SYCL - Cannot find the origin of memory corruption

80 views Asked by At

I've been writing a ray tracer using SYCL for a few weeks but I'm now facing a memory corruption issue and I really can't find where it's coming from.

I'm working on Windows 11 22H2 using the Intel oneAPI Base Toolkit and Visual Studio Community 2022 17.7.6.

On Windows, the output image is visibly broken.

On Ubuntu 20.04 (using the oenAPI Base Toolkit 2023.2.1), the output image looks fine but I assume the corruption is still present as it (almost always) crashes my Intel graphics driver when executing the code on the GPU using the gpu_selector_v (laptop, integrated Iris Xe). On the CPU on Ubuntu, the output image is normal, there doesn't seem to be any corruption issue (it's probably still there, just not showing).

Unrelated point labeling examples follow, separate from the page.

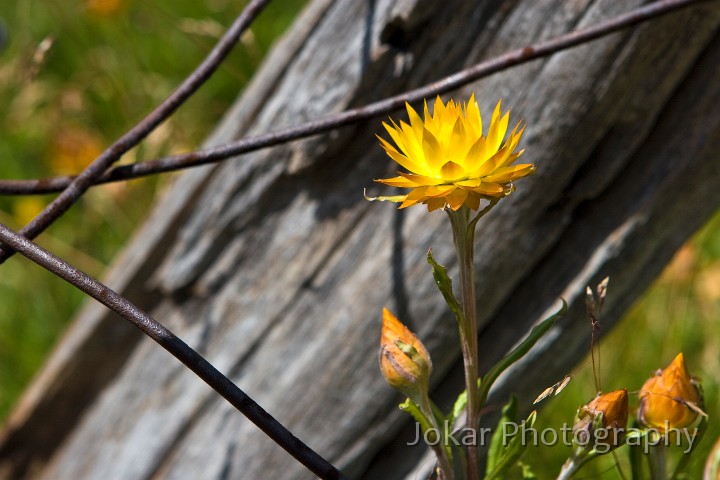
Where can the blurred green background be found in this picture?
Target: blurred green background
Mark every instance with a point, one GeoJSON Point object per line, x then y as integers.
{"type": "Point", "coordinates": [74, 75]}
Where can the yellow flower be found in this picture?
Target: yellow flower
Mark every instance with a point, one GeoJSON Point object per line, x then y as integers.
{"type": "Point", "coordinates": [404, 361]}
{"type": "Point", "coordinates": [449, 159]}
{"type": "Point", "coordinates": [614, 409]}
{"type": "Point", "coordinates": [671, 398]}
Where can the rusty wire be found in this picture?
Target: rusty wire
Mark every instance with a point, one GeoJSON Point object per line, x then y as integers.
{"type": "Point", "coordinates": [80, 184]}
{"type": "Point", "coordinates": [179, 349]}
{"type": "Point", "coordinates": [97, 172]}
{"type": "Point", "coordinates": [356, 115]}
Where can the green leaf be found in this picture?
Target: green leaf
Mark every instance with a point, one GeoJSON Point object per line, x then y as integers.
{"type": "Point", "coordinates": [526, 471]}
{"type": "Point", "coordinates": [458, 406]}
{"type": "Point", "coordinates": [444, 283]}
{"type": "Point", "coordinates": [414, 410]}
{"type": "Point", "coordinates": [497, 447]}
{"type": "Point", "coordinates": [535, 334]}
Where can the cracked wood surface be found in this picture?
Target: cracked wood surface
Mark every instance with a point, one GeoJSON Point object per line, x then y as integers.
{"type": "Point", "coordinates": [274, 267]}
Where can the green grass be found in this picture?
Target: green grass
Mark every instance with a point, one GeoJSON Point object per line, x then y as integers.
{"type": "Point", "coordinates": [100, 75]}
{"type": "Point", "coordinates": [679, 313]}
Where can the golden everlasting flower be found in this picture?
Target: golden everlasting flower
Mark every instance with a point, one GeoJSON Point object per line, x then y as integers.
{"type": "Point", "coordinates": [450, 161]}
{"type": "Point", "coordinates": [671, 398]}
{"type": "Point", "coordinates": [404, 361]}
{"type": "Point", "coordinates": [614, 408]}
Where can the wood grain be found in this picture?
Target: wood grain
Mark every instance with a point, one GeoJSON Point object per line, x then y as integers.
{"type": "Point", "coordinates": [275, 267]}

On Ubuntu, I tried using valgrind to monitor the application on the CPU but it couldn't find any memory read/write violation. No errors were reported.

On Windows, DrMemory (valgrind equivalent) crashes (pastebin of the crash here) when executing the code and so doesn't report the source of the error.

Broken output on Windows

This corruption issue only arises when compiling in Release mode with optimizations on (/02 on Visual Studio). There seems to be no issues when in Debug mode or Release with optimizations disabled.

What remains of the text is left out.